Der Wahltag in der grünen Hochburg Wien-Neubau
Von Martin Bernert
Sonntag, kurz vor 12 Uhr, Amtshaus Hermanngasse: Eine betagte Frau ist beim Verlassen des Wahllokals über die Treppe gestürzt und hat sich eine Platzwunde am Kopf zugezogen. Mehrere Wähler und Wahlhelfer sind zur Stelle, verbinden die Wunde der Pensionistin und warten mit ihr auf die Rettung.
Im Wahllokal selbst wirkt der Andrang größer als bei den vergangenen Urnengängen. Die Schlange reicht bis in den Vorraum, die Wähler nehmen die knapp fünfminütige Wartezeit geduldig in Kauf. „Üblicherweise flaut es über Mittag etwas ab, heute nicht“, sagt ein Wahlhelfer.

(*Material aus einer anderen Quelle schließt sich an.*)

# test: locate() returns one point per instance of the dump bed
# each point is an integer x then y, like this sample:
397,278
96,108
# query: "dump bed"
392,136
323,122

Ein Rundgang durch die grüne Hochburg Neubau – die Grünen stellen hier seit 2001 den Bezirksvorsteher – zeigt die Stimmung im Bezirk: „We're Going to Ibiza“ steht auf der Auslage eines Lokals in der Burggasse; ein Stückchen stadteinwärts hängen im beliebten „Espresso“ Plakate mit Aufrufen zur Donnerstagsdemo.
Von Ibiza bis München
Im kleinen Schanigarten sind alle Tische besetzt; einer der Gäste ist Andrija Arapovic. Er ist Kroate und lebt in Wien und München. Die vergangene Woche war er in Bayern, die Ibiza-Affäre war auch dort ein bestimmendes Thema. Ob sich die Affäre auf das Wahlergebnis auswirkt? „Ich hoffe es, habe aber meine Zweifel.“
Judth Bauer stärkt sich in einem Gastgarten am Siebensternplatz mit einem Kaffee, ehe sie wählen geht. "Ich glaube, dass es für Österreich mehr als eine normale Europawahl ist." Sie wünscht sich eine hohe Wahlbeteiligung: "Ibiza wirkt sich hoffentlich aus."
Anna T. denkt, dass sich das Ergebnis der heutigen Wahl unmittelbar und kurzfristig auf die heimische Politik auswirkt, nämlich auf den Misstrauensantrag am Montag: "Die Parteien könnten mit dem Wahlergebnis ihren Kurs rechtfertigen."
Innenpolitische Wahl
Gianni De Pellegrin war schon vor zehn Uhr wählen, jetzt steht er in seinem Eissalon in der Westbahnstraße und füllt Gefrorenes in Waffeltüten. "Bei dieser Wahl geht es mehr um Innenpolitik, das liegt auf der Hand", sagt er.
Dass sich die Ibiza-Affäre auf das Wahlergebnis auswirkt, glaubt er schon, "bei der Wahlbeteiligung bin ich mir nicht sicher".
Wie De Pellegrin ist auch Michael Rieper italienischer Staatsbürger. "Ich lebe seit 30 Jahren in Wien, habe aber bisher immer in Italien abgestimmt."
Heuer hat er sich anders entschieden, "weil die österreichischen Repräsentanten diesmal mehr Auswahl und Hoffnung bieten, als die italienischen". Rieper erwartet einen "Stimmentransfer von der FPÖ zu SPÖ und ÖVP".
"Einnert an Präsidentenwahl"
Der grüne Bezirksvorsteher Markus Reiter ortet im Bezirk eine eindeutige Stimmung: "Das erinnert mich an die Bundespräsidentenwahl 2016, als Alexander Van der Bellen in Neubau 80 Prozent der Stimmen und Norbert Hofer 20 Prozent bekam."
Die überwiegende Mehrheit wolle keinen Rechtsruck, es gebe eine hohe Bereitschaft, wählen zu gehen, sagt Reiter. "Dazu sehe den Wunsch der jungen Wähler, ein klares Zeichen gegen die Klimakrise zu setzen."